Aha, the DE3 isn't driving CLK_OUT presently (that line was commented out of the top-level Verilog file).  Fixing that.

Still not getting a signal.  Trying to send the clock also out to a GPIO1 header pin, GPIO1_CLKOUTp1.  Still nothing; I think I had problems trying to use the CLKOUT pins before, so let's try a normal pin, GPIO1_D[11] (which is pin #16 on header GPIO 1).  Still nothing.

Tried sending EXT_CLK to GPIO1_D[11] to make sure the pin works.  It does.

Now I'm examining the PULSE control signal.  Upon inspection of the code, it should become 1 after the first PPS edge is received.  It does.  So why no pulses?

It had occurred to me earlier in the day that there might be a timing error (although unlikely with the slow 10 MHz speed of the OCXO clock), but TimeQuest shows a very unconstraining fmax (371 MHz) for EXT_CLK, so it doesn't look like that's the problem.

Getting desperate, trying adding an intermediate wire named "pulse_out_100ns" inside the GPSapp.v Verilog module to see if that helps any.

D'oh, it looks like the trigger point was just off the scope display horizontally!  Boy, do I hate when that happens.  Don't know why I didn't catch that earlier.  Slapping myself.

Tue., Dec. 6th

Aarmondas and David finished up the timing sync datapath, we hooked it up to the appropriate input and to stream_pulse_out_test for testing, and are presently recompiling to see if the design still fits.

Meanwhile, I'm recompiling the GPS app from 50 to 25 ns (value of the <traim_alarm> parameter) so I can do another overnight run.  (Last night's run stopped at some point but still got a good 37 MB of data at 50 ns that I can analyze.)  Recompiled Quartus, rebuilt EEPROM programming file (Rev_A.jic), now burning it into EEPROM.

The fitter succeeded.  Some notes:

• Combinational ALUTs:     10,089 / 27,104 (37%)
• Dedicated logic registers:  25,747 / 27,104 (95%)
• M512s:                            188 / 202 (93%)
• M4Ks:                             144 / 144 (100%)
• The new module tsedge_datapath_v1_56 takes:
• Combinational ALUTs:   25
• Dedicated logic regs:       19
• Memory blocks:              none

It looks like the whole thing isn't getting synthesized, perhaps because we are only showing the low 8 bits of each word on output?  Need to look at size again after it is hooked up to new SOPC system.  Anyway, it is looking like it will probably be small.

I could hook it up and do a test, but I really should Dremel down a new SMA connector first so that I don't have to mess with any the existing ones.  Got the connector out, I'll dremel it tomorrow.

Mon., Dec. 5th

Spoke with Dr.
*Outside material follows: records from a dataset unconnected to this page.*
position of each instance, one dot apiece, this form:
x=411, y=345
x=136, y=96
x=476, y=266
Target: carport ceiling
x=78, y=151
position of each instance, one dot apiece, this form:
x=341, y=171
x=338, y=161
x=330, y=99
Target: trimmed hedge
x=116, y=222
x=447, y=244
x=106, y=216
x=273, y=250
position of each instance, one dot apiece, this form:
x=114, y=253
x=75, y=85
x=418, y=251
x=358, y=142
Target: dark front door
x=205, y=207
O'Neal about the possibility of saving my Spring salary money for summer.  This would also have the advantage of freeing up my computer in the lab for someone else to use.  I need to check with ECE first to see if they still want me to teach Digital Logic in the Spring.
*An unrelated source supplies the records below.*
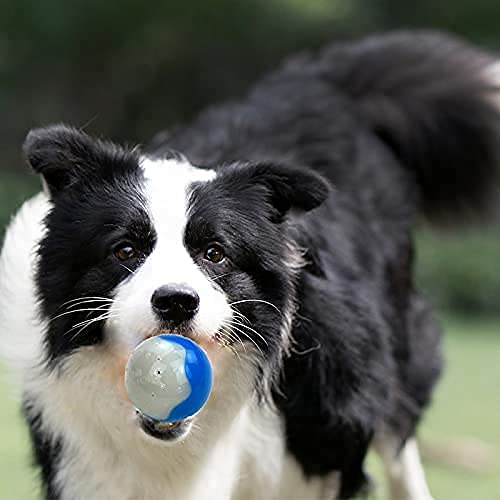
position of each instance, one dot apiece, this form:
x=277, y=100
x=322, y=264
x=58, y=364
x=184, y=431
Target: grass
x=466, y=405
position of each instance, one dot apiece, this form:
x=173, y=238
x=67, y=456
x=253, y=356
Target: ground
x=466, y=408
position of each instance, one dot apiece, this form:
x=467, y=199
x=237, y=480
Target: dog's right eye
x=125, y=251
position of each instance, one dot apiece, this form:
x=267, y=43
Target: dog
x=277, y=232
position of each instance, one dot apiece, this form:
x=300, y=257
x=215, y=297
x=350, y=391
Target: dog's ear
x=285, y=187
x=64, y=156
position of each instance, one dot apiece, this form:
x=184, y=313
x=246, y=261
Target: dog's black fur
x=398, y=125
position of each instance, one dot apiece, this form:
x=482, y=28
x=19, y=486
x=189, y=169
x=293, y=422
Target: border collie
x=285, y=220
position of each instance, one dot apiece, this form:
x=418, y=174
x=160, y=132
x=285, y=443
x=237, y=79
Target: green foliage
x=131, y=68
x=461, y=271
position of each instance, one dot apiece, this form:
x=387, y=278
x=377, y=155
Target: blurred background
x=129, y=69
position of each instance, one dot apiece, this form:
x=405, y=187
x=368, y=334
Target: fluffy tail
x=435, y=101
Need to check whether the new 50 ohm cables arrived from Tektronix.  The PO was dispatched.  I called Tektronix and it looks like they haven't received it yet.  [ ] Need to call Purchasing tomorrow and make sure it was sent out, find out on what date, and maybe ask them if we can get a PDF of the PO.
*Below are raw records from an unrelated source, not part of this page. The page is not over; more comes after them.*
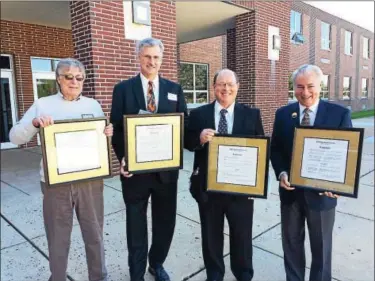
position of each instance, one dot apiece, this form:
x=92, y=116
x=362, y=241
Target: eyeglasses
x=223, y=85
x=70, y=77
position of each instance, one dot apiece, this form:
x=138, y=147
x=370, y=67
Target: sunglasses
x=70, y=77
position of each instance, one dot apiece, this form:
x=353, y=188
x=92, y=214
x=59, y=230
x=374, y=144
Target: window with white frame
x=348, y=43
x=364, y=88
x=346, y=87
x=366, y=48
x=295, y=23
x=324, y=93
x=44, y=78
x=325, y=36
x=193, y=77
The CTU is still running from this run that I started last week.  That's good that it didn't crash!  I should take a look at the data.  This was a run with <traim_alarm>=200e-9.  (Next I should try 50e-9, and maybe 25e-9.)

Copied the current log files (200 MB) to log folder, "C:\SHARED\Server Code\logs 2011-12-05" & started a new run.